The step you gave does a number of transformations to convert:
[C@]91(C)CCO1
so the 4th atom has an '8' as an attachment point, that is:
[C@]91(C)CC8O1
Since you are already comfortable manipulating the SMILES string directly, a
faster solution is to bypass the toolkit and manipulate the SMILES directly, as
in:
import re
# Match the SMILES for an atom, followed by its closures
atom_pattern = re.compile(r"""
(
Cl? | # Cl and Br are part of the organic subset
Br? |
[NOSPFIbcnosp*] | # as are these single-letter elements
\[[^]]*\] # everything else must be in []s
)
""", re.X)
smiles = 'F9.[C@]91(C)CCO1'
fluorine, core = smiles.split('.')
matches = list(atom_pattern.finditer(core))
m = matches[3]
new_core = core[:m.end()] + "8" + core[m.end():]
print(new_core)
Also, this:
>>> mol.AddBond(idx, 4, Chem.rdchem.BondType.SINGLE)
is a piece of magic. Where does the 4 come from? RDKit doesn't guarantee that
the nth atom term in the input SMILES is the same as the nth identifier. It's
close, but, for example, explicit '[H]' atoms are usually turned into implicit
hydrogen counts.
Finally, there's another assumption in:
>>> new_core = new_core.replace('([*:9])', '9').replace('([*:8])', '8')
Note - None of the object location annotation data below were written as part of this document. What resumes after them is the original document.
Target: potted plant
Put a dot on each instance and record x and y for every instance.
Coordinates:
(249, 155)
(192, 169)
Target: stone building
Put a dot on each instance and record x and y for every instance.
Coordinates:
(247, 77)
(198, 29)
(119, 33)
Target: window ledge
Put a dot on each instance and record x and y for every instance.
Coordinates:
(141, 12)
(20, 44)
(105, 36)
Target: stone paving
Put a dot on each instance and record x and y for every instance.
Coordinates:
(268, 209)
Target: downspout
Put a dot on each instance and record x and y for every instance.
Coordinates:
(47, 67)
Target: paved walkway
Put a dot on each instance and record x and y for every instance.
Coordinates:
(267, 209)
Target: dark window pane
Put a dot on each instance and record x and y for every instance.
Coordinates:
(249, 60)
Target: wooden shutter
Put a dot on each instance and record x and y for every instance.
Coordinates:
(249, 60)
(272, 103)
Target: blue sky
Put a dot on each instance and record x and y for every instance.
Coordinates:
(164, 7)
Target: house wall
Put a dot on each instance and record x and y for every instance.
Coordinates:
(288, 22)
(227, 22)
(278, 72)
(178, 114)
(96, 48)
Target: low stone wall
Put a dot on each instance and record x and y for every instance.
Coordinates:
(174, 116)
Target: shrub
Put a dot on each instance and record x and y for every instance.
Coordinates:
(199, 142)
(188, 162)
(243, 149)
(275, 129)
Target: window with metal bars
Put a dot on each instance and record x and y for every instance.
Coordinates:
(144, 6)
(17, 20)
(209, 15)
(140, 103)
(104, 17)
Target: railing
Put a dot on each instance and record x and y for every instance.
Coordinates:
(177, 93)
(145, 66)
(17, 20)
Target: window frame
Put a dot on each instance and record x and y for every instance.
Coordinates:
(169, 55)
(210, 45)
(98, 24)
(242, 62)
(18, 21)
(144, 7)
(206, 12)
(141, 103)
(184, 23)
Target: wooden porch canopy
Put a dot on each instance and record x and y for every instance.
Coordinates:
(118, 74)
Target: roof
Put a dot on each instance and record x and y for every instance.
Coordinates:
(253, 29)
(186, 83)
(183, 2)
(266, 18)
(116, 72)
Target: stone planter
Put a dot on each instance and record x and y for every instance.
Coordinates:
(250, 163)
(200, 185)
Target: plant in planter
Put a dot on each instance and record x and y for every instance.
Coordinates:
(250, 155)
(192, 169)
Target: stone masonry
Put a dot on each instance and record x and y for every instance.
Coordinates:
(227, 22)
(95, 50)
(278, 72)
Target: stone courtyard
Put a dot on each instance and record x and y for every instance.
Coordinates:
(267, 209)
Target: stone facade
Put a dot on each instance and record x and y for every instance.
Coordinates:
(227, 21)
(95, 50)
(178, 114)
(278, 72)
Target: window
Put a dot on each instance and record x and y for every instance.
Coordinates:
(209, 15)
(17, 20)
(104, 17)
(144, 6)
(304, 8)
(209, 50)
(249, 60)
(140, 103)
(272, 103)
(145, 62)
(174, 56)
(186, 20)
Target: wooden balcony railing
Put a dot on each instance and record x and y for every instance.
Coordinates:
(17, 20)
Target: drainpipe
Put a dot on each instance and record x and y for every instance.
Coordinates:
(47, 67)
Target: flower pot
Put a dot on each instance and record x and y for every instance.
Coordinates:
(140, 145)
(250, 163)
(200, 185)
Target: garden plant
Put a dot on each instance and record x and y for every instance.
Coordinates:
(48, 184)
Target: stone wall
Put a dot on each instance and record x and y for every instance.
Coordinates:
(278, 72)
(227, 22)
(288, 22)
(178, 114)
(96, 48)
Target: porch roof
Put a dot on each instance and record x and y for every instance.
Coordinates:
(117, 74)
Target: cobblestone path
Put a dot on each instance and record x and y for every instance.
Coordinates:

Sometimes the result will not be inside of ()s. For example, the same
transformation on:
F9.[C@]91(C)C(C)O1
produces a new_core of:
C[C@@]19OC1C[*:8]
when you want it to produce:
C[C@@]19OC1C8
For what it's worth, the re-based version generates:
[C@]91(C)C(C8)O1
On Nov 9, 2017, at 16:27, Chris Earnshaw wrote:
> Trouble is, you're mixing chemical operations and lexical ones.
Agreed.
> I've written code in the past to do this kind of thing for virtual
> library building, using dummy atoms to mark link positions in the
> fragments, and using Perl code to transform between the dummy atoms
> and bond-closure numbers to give text strings which could be assembled
> to give valid dot-disconnected SMILES. This required additional
> lexical transformations in order to maintain valid SMILES depending on
> where the dummy atom was, and to make sure that stereochemistry worked
> properly. If you want to do this kind of thing I don't think you can
> expect to avoid these additional lexical operations.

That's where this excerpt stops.